The project is underway. The long lead items have been ordered and the groundwork is progressing, the irrigation and electricity prep underway, and construction is expected to occur throughout 2024 to be completed by the end of next year. The total capital contribution required from us to the joint venture for the project are expected to be around $124 million, $125 million, the majority of which will be paid in 2024. To date, we have already made 3 progress payments, totaling $27 million, and the remaining CapEx is expected to be paid from cash on hand until new financing agreements are completed in early 2024. As you can see on the bottom left chart, the terminal continues to run at or above nameplate capacity, with 3Q throughput reaching 250,000 tons.
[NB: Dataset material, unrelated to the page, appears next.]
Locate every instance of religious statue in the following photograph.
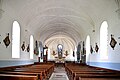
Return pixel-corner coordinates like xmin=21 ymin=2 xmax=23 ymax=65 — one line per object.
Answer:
xmin=110 ymin=34 xmax=117 ymax=50
xmin=3 ymin=33 xmax=10 ymax=48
Discussions are ongoing with current and new customers for multiyear off-day contracts, and we expect the vast majority of the additional guaranteed capacity to be contracted during the construction phase, again, throughout 2024. On Slide 24, to further reduce our net interest expense, we opportunistically purchased $9 million of the $100 million unsecured notes maturing in September of 2025 at an average price of $100.53. Assuming we call the bonds at par in March of ’25, the yield to maturity at these prices is 7.6%, well above the 5% or so we would earn for a 12- to 24-month treasury notes. Going forward, we have plenty of options for the current unsecured notes, including repaying them with cash, extending the notes or issuing new notes for less or more than the outstanding $100 million.
And this decision will be made based on the interest rate environment, potential uses of capital and other sources of capital. Now as for our most recent announcement on Slide 25, and as Mads mentioned earlier, we recently announced a new investment alongside Yara Growth Ventures to acquire a 14.5% interest in Azane Fuel Solutions, the world’s first provider of ammonia bunkering solutions. As you can see, Azane already has grant financing secured and importantly, the company has a partnership with Yara Clean Ammonia and a commercial agreement for the preorder of 15 units to be built over time. FID is likely in the first quarter of ’24, and the first green ammonia bunkering units are expected to be delivered by the end of 2025. We continue to believe ammonia will be a key future fuel for the shipping industry, so we’re putting our money where our motto is with this strategic investment.
Now finishing on Slide 26, there is still time to make it down to Houston, Texas, for upcoming 2023 Analyst Investor Day this week. On Wednesday, we’ll be touring the Morgan’s Point at the lean Export Terminal and climbing aboard one of our beautiful vessels loading ethylene, followed by dinner with management some members of the Board. And then on Thursday, we’ll host company and industry presentations, covering current market trends, a financial update as well as our medium-term strategy. We’ll then have lunch followed by an appreciation event for analysts, shareholders, customers and partners. The outlook for the weather forecast is looking bright, but not as bright as the outlook for Navigator Gas. So hopefully, you can join us in the coming days to hear more about it.
With that, I’ll turn it back over to Mads for closing remarks.
Mads Peter Zacho: Thanks a lot, Randy. Yes. And as you can see here, Navigator is sailing strong and it’s well positioned for the future. I do hope that you like the direction that we’re heading. We are delivering a growing and consistent amount of revenues and earnings. Utilization in the gas tank or feed stays tight, and it allows for higher charter rates. And now we are going into the typically strong winter months. The midterm outlook for our gas tanker business is robust with a limited number of handysize vessels on order, and with continued strong natural gas liquids production growth, not least in Houston. Our balance sheet is in its best shape ever, with leverage and cash allowing us to return capital and grow our business at the same time.
We remain strongly committed to growing Navigators business. The good progress in expanding our mortgage Point terminal joint venture as well as our investment into Azane is some of the best. So the best is yet to come. And with that, I’ll hand it back to you, Randy.